Autores: Isabella Tamaki e Vitória Xavier

Julgamento de Daniel Alves — Foto: Alberto Estevez/Reuters

Em fevereiro de 2024, o ex-jogador de futebol brasileiro Daniel Alves — titular na última Copa do Mundo de 2022 — foi condenado por estupro pelo tribunal de Barcelona. A pena inicial previa 4 anos e meio de detenção e 5 anos de liberdade vigiada. O crime aconteceu em uma boate na Espanha, em dezembro de 2022 e, por isso, Daniel foi julgado pela justiça espanhola.

Por se tratar de uma figura pública e envolver a jurisdição de outro país, o caso repercutiu pela imprensa nacional e internacional, e gerou debates sobre a violência de gênero e a impunidade, sobretudo após Alves pagar fiança e poder cumprir a pena em liberdade.

Nesta matéria, analisamos as particularidades do Caso Daniel Alves — comparando a lei brasileira e a lei espanhola em relação ao estupro e às violências sexuais — e averiguamos de que modo as mídias e o público têm debatido o caso. Acompanhe:

Medidas adotadas pelo local e pela polícia após o crime

Segundo os registros do El Periódico, jornal espanhol, ao sair do banheiro (local do ato criminoso) da casa noturna, a vítima foi incentivada a realizar a denúncia do ocorrido e atendida pela equipe da boate, que acionou um protocolo (destaco que, acionar um protocolo na Espanha é a mesma coisa que realizar um boletim de ocorrência no Brasil) contra casos de agressão sexual e a encaminhou para um hospital centro de referência para vítimas de agressão sexual.

A polícia também foi acionada e, antes da vítima se dirigir para o hospital, foi novamente incentivada a registrar a denúncia, agora por parte da polícia, que também colheu o seu depoimento na mesma noite do ocorrido. Entretanto, a denúncia foi registrada apenas dois dias depois da festa na boate.

O que prevê a lei brasileira no caso de estupro?

O crime de estupro está previsto no artigo 213 do Código Penal brasileiro e prevê pena de 6 a 10 anos de reclusão para quem “constranger alguém, mediante violência ou grave ameaça, a ter conjunção carnal ou a praticar ou permitir que com ele se pratique outro ato libidinoso”. É importante acrescentar ainda que, de acordo com a Lei nº 12.845, considera-se violência sexual qualquer forma de atividade sexual não consentida. E, que se entenderá que houve consentimento para o ato libidinoso, apenas quando este tiver sido livremente expresso por meio de atos que, diante das circunstâncias do caso, expressem claramente a vontade da pessoa.

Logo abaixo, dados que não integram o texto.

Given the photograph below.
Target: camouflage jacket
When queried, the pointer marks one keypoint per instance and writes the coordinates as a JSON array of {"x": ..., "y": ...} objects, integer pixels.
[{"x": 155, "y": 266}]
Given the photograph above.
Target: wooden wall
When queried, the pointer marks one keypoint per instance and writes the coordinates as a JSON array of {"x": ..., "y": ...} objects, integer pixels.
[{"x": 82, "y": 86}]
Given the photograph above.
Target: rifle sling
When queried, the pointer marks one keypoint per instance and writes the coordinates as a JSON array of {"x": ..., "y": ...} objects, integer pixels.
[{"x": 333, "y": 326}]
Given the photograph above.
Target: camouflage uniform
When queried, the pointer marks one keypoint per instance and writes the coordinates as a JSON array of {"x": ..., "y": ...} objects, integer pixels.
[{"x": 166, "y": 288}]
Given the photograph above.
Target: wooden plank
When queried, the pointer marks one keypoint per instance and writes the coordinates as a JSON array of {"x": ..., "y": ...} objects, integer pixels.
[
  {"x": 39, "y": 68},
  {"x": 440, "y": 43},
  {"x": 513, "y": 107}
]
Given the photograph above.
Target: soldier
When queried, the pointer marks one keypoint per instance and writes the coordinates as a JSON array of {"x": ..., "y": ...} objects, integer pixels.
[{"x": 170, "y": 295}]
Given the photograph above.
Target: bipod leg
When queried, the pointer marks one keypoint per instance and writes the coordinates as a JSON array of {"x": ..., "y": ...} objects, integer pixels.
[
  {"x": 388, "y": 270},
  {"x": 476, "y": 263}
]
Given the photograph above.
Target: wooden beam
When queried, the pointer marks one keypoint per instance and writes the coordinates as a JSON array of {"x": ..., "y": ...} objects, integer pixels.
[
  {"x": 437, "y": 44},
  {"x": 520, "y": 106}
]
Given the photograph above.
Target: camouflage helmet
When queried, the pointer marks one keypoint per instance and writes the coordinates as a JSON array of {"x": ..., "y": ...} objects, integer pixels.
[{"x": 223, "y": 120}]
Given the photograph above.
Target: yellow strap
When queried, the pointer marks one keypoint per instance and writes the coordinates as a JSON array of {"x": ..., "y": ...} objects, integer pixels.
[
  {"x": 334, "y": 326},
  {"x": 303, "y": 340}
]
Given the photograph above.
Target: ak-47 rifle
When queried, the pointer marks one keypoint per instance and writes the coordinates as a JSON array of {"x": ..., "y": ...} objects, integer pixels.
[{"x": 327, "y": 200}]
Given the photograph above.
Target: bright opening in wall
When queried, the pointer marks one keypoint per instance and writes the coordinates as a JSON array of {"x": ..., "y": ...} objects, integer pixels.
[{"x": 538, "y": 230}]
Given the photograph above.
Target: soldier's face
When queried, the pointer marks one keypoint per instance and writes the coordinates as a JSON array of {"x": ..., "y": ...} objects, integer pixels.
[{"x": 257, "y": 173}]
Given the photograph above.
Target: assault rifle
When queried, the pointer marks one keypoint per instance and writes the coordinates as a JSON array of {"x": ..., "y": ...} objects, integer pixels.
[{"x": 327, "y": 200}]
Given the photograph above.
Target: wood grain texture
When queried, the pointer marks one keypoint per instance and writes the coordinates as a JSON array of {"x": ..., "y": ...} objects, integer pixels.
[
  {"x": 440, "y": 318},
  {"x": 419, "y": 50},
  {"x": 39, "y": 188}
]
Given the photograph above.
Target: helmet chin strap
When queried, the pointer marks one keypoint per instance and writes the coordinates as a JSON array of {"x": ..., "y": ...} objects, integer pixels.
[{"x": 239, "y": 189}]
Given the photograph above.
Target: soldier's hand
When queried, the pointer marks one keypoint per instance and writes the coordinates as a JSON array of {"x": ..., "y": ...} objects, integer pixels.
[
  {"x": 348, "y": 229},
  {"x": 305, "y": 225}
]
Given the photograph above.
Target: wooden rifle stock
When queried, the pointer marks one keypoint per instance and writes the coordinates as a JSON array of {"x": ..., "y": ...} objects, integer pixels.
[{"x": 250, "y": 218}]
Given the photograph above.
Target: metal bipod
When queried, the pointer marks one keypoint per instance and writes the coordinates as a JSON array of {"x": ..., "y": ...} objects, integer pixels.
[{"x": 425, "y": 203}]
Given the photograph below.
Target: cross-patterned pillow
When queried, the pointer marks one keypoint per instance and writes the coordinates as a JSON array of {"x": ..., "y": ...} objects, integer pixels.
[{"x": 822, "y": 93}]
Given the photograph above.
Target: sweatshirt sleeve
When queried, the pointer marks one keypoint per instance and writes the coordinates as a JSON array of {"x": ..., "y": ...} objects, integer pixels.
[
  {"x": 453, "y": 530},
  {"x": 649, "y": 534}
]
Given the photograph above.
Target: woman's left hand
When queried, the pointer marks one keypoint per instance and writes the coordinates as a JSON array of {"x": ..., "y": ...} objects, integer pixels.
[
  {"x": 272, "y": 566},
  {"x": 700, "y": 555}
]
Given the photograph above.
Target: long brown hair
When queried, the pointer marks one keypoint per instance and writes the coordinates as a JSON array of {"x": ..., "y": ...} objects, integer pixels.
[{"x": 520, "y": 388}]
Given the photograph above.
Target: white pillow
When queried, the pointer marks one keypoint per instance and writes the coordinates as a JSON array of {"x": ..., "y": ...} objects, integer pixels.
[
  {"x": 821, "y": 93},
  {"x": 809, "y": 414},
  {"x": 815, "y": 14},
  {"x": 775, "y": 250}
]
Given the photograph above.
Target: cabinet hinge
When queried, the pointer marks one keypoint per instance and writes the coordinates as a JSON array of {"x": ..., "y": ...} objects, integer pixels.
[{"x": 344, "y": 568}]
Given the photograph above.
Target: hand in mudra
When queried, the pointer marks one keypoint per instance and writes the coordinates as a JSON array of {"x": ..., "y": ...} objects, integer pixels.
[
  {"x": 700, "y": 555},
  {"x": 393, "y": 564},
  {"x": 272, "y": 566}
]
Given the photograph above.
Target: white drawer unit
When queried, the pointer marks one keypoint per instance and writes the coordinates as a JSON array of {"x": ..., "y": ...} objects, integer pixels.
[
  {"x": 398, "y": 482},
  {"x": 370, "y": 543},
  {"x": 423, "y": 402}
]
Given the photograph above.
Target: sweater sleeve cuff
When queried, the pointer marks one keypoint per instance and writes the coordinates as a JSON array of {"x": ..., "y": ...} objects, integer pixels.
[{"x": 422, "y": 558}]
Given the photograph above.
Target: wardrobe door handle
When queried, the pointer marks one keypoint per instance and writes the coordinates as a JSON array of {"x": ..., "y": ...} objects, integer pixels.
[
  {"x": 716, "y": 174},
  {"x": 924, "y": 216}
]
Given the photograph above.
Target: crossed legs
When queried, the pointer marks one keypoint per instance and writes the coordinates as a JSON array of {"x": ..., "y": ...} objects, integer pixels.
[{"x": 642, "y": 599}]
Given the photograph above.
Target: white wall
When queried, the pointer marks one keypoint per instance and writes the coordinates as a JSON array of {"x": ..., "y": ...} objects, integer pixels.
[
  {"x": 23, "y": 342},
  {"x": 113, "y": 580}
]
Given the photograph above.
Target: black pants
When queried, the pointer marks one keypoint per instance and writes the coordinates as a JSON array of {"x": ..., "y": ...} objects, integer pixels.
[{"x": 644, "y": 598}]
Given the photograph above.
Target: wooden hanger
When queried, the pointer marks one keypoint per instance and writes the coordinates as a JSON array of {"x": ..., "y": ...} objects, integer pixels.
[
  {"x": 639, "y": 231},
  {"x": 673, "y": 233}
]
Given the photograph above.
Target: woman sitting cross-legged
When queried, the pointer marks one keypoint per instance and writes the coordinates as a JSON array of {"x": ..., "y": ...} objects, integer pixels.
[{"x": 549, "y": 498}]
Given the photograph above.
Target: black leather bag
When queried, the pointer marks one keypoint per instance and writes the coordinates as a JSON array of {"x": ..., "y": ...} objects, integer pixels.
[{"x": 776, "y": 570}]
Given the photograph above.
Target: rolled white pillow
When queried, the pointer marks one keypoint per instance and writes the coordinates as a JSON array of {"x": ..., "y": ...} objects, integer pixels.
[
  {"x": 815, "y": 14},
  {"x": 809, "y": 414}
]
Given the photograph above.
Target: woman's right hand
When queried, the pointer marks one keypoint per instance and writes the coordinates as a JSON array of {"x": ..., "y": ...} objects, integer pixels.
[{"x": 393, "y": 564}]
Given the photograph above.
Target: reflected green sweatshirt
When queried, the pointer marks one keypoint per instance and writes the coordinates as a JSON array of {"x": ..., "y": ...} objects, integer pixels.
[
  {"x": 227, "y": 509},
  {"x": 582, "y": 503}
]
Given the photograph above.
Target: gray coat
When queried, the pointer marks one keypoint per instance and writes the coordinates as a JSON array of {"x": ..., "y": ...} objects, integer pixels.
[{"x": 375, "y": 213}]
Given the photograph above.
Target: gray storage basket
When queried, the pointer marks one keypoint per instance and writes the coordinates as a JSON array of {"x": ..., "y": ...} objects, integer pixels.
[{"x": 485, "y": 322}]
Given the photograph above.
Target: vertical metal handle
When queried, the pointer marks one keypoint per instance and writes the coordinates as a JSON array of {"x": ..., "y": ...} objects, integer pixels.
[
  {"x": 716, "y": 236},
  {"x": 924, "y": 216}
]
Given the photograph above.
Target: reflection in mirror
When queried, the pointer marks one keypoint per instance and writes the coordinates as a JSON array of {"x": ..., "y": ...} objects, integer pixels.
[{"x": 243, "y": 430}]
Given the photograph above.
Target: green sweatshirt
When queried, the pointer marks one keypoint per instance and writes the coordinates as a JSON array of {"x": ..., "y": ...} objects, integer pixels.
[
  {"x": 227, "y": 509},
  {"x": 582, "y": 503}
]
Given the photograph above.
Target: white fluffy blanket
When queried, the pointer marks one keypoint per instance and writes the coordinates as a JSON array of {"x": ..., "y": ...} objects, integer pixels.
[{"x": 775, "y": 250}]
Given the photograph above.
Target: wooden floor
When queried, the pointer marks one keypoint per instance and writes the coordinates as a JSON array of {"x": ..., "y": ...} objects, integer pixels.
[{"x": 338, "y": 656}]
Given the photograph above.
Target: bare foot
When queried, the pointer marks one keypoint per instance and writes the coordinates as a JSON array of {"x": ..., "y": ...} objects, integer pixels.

O que prevê a lei espanhola no caso de estupro?

Já na Espanha, de acordo com o artigo 178 do Código Penal espanhol, parágrafo 1: “quem praticar qualquer ato que viole a liberdade sexual de outra pessoa sem o seu consentimento será punido com pena de prisão de um a quatro anos como responsável por agressão sexual. Só se entenderá que existe consentimento quando este tiver sido manifestado livremente através de atos que, tendo em conta as circunstâncias do caso, expressem claramente a vontade da pessoa”, e no parágrafo 2: “em todos os casos, consideram-se agressão sexual os atos de conteúdo sexual praticados com recurso à violência, intimidação ou abuso de situação de superioridade ou vulnerabilidade da vítima, bem como os praticados contra pessoas carenciadas de sentido ou cuja situação mental é abusada e aquelas que são realizadas quando a vítima tem seu testamento anulado por qualquer motivo”.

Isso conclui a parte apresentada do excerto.